Entre essas coleções estava a do fotógrafo Sérgio Vignes. Neto do engenheiro francês, Paul Vignes, que veio ao Brasil para trabalhar na construção de ferrovias e pontes, ele conta que seu pai, Ivan Vignes, era um apaixonado compulsivo por pontes. “Ele colecionava tudo sobre pontes: postais, fotos, matérias de jornal. E de um amigo que trabalhava no governo, ganhou uma série de fotos das obras da Hercílio Luz. Fotos antigas, históricas, diferentes e lindas….”, conta. Deste álbum particular vieram algumas das imagens selecionadas por Tarcísio Mattos, que chamou Vignes para participar, também da produção do livro. “Tenho orgulho de ter participado e ter sido, inclusive, um incentivador deste projeto. No lançamento, fiquei super emocionado quando vi, nas primeiras páginas, uma foto de meu pai acompanhada de um agradecimento especial”, lembra Sérgio Vignes, que guarda, embalado, um exemplar autografado naquela ocasião por todos os participantes, inclusive por Hercília Catharina da Luz, filha do ex-governador Hercílio Luz, falecida em 2011. “Guardo assim para preservar, para permitir que filhos e netos continuem tendo acesso a essa história”, conta.

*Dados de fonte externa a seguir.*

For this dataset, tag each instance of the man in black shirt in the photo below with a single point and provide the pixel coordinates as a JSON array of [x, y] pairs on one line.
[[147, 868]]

Devido às pesquisas realizadas na pré-produção e todo o material lido durante a finalização do projeto, Tarcísio Mattos tornou-se um profundo conhecedor das histórias antiga e contemporânea da Ponte, e lembra que durante muito tempo foi, inclusive, fonte de jornalistas que buscavam informações e material sobre ela. “Considero esse livro um dos feitos mais legais de minha vida”, finaliza.